The problem is likely that the two unpaired read inputs do not contain the same base sequences anymore (or may have not originally when mapped). HISAT2 does not require matched up inputs, but Trinity does.

Try running the post-HISAT2 unmapped datasets through these two tools to generate matched up inputs appropriate for Trinity. You’ll probably lose some reads if the forward or reverse for any are not both present in the “unmapped” output, and those extra reads are what is most likely causing the error (read counts between both inputs are not the same).

Tool Group: FASTA/FASTQ

  • FASTQ interlacer on paired end reads

  • FASTQ de-interlacer on paired end reads

Trimmomatic will also create matched paired-end results but might apply unnecessary read QA at this point in the analysis. If you didn’t do QA first (before mapping), consider doing it, both mapping and assembly tend to work better with cleaned-up reads (adaptor removed, etc).

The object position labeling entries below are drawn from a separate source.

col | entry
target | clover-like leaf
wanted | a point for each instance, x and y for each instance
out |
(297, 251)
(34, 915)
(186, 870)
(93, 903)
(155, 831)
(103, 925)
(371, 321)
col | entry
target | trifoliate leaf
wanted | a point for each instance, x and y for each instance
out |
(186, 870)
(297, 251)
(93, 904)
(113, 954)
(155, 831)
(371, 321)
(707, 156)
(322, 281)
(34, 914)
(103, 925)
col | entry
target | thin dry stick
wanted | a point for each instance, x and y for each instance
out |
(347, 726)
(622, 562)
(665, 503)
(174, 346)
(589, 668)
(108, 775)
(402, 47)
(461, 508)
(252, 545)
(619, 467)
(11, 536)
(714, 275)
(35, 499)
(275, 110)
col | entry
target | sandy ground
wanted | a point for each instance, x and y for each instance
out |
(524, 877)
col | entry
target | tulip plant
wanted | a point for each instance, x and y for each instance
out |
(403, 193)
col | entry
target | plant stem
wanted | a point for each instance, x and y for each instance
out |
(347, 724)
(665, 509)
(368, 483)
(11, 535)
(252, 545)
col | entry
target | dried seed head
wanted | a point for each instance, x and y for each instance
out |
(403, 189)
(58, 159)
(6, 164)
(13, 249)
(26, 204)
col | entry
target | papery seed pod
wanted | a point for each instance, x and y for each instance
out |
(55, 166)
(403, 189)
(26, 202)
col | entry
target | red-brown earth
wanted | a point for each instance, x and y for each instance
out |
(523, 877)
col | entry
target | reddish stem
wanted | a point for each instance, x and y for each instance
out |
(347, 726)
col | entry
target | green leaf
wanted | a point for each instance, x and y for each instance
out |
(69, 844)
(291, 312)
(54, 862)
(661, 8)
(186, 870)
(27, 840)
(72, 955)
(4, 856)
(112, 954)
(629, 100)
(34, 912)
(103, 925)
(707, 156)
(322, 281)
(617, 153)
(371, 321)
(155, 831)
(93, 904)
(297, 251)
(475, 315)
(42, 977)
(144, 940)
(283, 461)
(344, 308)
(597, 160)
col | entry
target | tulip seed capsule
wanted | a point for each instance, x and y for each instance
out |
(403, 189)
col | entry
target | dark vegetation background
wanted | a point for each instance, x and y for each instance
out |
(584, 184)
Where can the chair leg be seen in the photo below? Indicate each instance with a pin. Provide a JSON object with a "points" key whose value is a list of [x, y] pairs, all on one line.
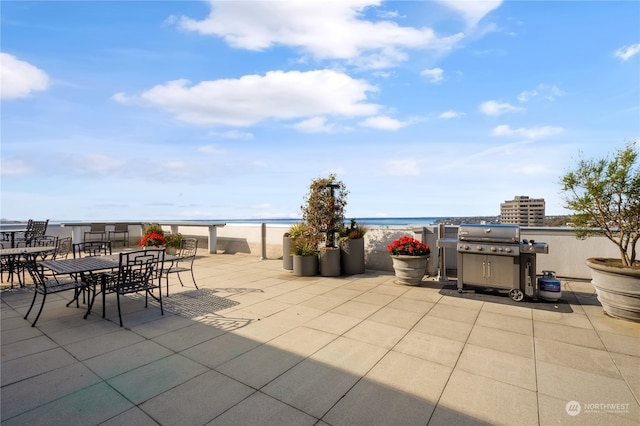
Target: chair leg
{"points": [[44, 297]]}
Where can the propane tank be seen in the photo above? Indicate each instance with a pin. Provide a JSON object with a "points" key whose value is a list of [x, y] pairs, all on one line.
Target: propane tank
{"points": [[549, 286]]}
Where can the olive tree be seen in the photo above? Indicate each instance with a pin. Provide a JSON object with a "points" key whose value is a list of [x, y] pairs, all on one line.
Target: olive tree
{"points": [[605, 196]]}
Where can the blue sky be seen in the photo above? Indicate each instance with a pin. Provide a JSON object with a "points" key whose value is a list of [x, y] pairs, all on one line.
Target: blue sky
{"points": [[227, 110]]}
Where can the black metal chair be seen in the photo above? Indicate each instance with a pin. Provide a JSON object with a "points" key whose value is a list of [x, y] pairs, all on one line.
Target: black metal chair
{"points": [[183, 262], [35, 230], [47, 283], [92, 248], [99, 229], [137, 273], [120, 229]]}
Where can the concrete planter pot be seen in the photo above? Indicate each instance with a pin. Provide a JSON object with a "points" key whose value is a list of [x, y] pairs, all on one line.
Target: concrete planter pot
{"points": [[352, 256], [409, 269], [305, 266], [287, 258], [617, 288], [329, 262]]}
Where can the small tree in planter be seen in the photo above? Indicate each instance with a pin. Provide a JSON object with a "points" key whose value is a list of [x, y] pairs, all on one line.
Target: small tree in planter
{"points": [[324, 214], [605, 196]]}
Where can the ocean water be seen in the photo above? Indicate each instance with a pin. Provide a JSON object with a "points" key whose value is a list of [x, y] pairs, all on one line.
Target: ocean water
{"points": [[373, 221]]}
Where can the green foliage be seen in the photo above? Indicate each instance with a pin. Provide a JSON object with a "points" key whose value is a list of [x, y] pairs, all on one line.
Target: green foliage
{"points": [[173, 240], [323, 210], [605, 196], [353, 232], [153, 227]]}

Whether or not you already did or decide now to do QA before mapping, the “unmapped” results from HISAT2 will still need to have the reads paired up again before inputting the data to Trinity.

Thanks and let us know how using matched pairs works out.

Dear Jennifer,

I have down the QA of the reads before running hisat2 and the fastqc report showed no adapter contamination and good per base sequence quality and the following warnings.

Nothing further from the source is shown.